The earliest neurological studies performed on violent offenders occurred during the 1940s with electroencephalograms. In research that involved fifty-eight males and six females implicated in murder, the EEG records were generally abnormal. The most dramatic readings came from offenders who had committed seemingly aimless crimes—psychopaths.

Computed tomography came along in the 1970s. This imaging method makes cross-sectional 3D pictures to reveal the brain’s structure. The result of a CT scan was included in the defense for John Hinckley, Jr., who had tried to assassinate President Ronald Reagan in 1981.

Throughout the 1980s, the fields of neuroscience and cognitive science joined, developing better ways to watch the active brain. During the 1990s, researcher Adrian Raine compared 41 murderers against 41 matched controls and discovered brain abnormalities in most of the violent individuals. Other neuroscientists have joined his effort.

Many believe that, as consistent results turn up, they might eventually be able to read a neural signature for violence. This could introduce a causal neural mechanism into criminological assessments. That is, we might actually see what thing in the brain influenced Walter White to break bad the way he did.

On the other hand, biology is not destiny. The circumstances did set him – and kept him – in motion.

Some structural and functional abnormalities seemingly predispose some individuals who cannot make adequate moral connections to antisocial acts. Add a poor environment, with physical or substance abuse, and you have a rich cauldron for criminal behavior later in life.

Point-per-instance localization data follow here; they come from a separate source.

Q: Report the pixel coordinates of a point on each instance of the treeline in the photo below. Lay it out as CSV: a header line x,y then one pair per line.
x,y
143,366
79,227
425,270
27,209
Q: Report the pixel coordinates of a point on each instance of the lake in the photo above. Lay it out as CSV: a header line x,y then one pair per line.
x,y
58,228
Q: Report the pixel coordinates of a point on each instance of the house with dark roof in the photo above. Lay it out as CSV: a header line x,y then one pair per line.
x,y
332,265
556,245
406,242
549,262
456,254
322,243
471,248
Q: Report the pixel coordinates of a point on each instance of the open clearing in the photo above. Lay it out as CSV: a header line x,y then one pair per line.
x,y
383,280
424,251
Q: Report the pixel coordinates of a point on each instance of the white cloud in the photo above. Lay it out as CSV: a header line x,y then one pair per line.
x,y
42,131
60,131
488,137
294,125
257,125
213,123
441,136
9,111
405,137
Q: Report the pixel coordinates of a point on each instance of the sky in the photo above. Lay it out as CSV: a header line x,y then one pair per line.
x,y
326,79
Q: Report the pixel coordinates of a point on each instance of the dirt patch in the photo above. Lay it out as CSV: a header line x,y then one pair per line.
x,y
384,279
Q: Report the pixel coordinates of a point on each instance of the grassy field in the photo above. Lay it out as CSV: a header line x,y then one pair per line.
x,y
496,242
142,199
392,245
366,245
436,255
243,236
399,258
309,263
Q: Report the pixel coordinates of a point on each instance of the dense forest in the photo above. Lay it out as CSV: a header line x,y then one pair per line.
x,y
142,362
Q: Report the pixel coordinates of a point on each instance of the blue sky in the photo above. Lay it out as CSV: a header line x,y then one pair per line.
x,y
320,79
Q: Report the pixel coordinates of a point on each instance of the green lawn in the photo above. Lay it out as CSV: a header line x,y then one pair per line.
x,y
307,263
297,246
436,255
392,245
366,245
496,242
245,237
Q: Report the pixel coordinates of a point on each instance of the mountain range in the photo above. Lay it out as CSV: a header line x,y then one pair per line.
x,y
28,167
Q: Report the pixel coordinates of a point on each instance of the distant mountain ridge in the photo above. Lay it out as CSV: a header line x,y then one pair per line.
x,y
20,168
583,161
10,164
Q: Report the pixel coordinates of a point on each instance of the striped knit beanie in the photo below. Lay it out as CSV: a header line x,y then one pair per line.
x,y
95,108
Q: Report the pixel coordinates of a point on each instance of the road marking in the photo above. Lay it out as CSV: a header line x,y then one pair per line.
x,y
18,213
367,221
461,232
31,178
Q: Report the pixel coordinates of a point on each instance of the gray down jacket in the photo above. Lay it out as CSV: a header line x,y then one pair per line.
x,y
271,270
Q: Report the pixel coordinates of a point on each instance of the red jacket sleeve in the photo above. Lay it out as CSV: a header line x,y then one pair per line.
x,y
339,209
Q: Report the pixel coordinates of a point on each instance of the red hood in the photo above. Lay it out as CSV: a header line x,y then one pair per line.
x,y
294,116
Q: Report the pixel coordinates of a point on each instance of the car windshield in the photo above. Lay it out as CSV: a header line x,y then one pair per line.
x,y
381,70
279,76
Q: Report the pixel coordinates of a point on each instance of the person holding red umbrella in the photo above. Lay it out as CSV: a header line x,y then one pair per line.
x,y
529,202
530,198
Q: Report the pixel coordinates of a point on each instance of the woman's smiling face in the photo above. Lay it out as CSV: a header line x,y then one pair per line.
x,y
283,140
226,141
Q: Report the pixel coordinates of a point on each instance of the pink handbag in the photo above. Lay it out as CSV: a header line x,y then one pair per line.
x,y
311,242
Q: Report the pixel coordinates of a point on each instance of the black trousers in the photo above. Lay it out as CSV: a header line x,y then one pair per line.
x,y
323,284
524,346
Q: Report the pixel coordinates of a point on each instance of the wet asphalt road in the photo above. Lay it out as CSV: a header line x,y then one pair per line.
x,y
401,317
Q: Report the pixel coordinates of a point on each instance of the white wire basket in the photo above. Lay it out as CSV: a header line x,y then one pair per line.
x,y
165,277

In other words, Walter White might have had a criminogenic neuro-deficit already: a bad seed. Add the pressure of his concern for his family, his pending death, and his sudden education in how to make money fast with skills he already had, and you water the seed.

So, it wasn’t just the power of the situation and it wasn't just a bad seed: the situation may have started a seed that might otherwise have lain dormant. But a bad seed might have influenced increased offending.

The images on a brain scan are not yet definitive, but as the data mount and the instruments grow more precise, there will be changes in how we understand dangerous people in our midst. Biology is not destiny, but it appears to play a significant role.

Breaking Bad keeps these questions front and center across the six seasons through which the main character devolves. The secret life of Walter White, episode by episode, provides numerous opportunities to grapple with this stimulating and important debate.